Watching Documentaries = Research?

I think so.  I think that watching a nonfiction film - especially a credible one that uses the same (or similar) methodology as a reasonably good historian (although with a slightly political slant - which everyone has these days) - is a kind of research.  I'm not sure that I could publish this in Critical Inquiry with only film sources, but it's helping me understand the topic.  There was a nice use of music in this one, too, including a short interview at the beginning (and a clip at the end) of Kathy Mattea talking about her album, Coal.

Last night, I watched an older movie about unions in coal country (Matewan) and a documentary that was mostly about "mountaintop removal" or "mountaintop extraction."  (Even the term is contested.)  It was trying to be incendiary.  There was a lot of tension in the beginning and the end, but the middle kind of lost traction.

Here's a trailer for the movie Coal Country:

There's a site for the movie (careful, there's music that kicks in when you go there) - Coal Country Site.

I think one of the more interesting parts was the treatment of anti-coal activists.  People who are trying to fight the coal mining companies are getting threats, mistreatment, and the kind of thing that happened to Civil Rights activists in the South in the 60's (like, for example, standing in the woods next to a person's house, in the dark, at night, and yelling evil names at them - my favorite was "tree hugger" - as if trees don't deserve a good hug now and then).

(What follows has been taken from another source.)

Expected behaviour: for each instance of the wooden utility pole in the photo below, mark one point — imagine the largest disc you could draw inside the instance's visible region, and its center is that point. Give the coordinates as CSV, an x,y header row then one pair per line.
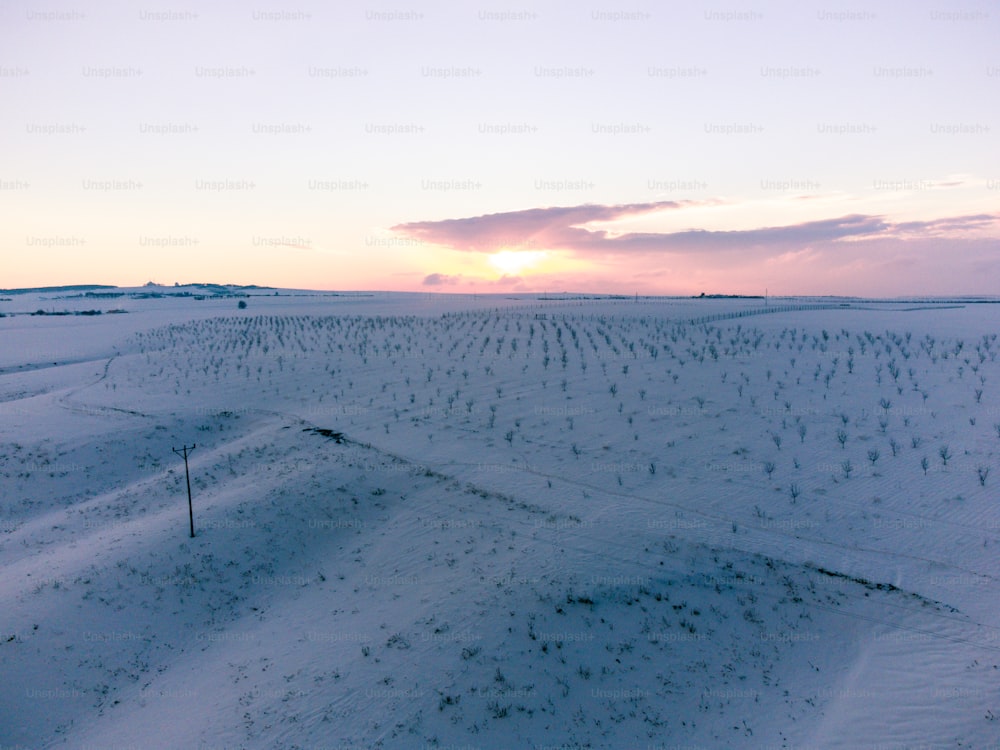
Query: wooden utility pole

The most significant problems with mountaintop mining, according to my "reading" of the film, are air and water pollution.  These huge explosions spread coal dust for miles, and it is affecting people's breathing and overall health.  Worse, perhaps, is the runoff from rain on exposed coal seams.  Toxic chemicals are entering the water supply through this process.  Other, perhaps less serious consequences of this process are the long-term change to the landscape (fewer mountains and valleys, a flattened landscape where companies try to re-grow the "overburden") and the subsequent carbon emissions from all of this coal being burned and used to make electricity.  Landscaping is a significant concern, but it doesn't have the same "bite" as people being poisoned.  Carbon emissions are also significant, but that's a much larger and more complex problem.

The other concern is the fact that mountaintop mining is a response to the dangerous conditions involved in older mining operations that involved underground mining.  Mountaintop mining is much safer for the workers (assuming they know how to handle the explosives).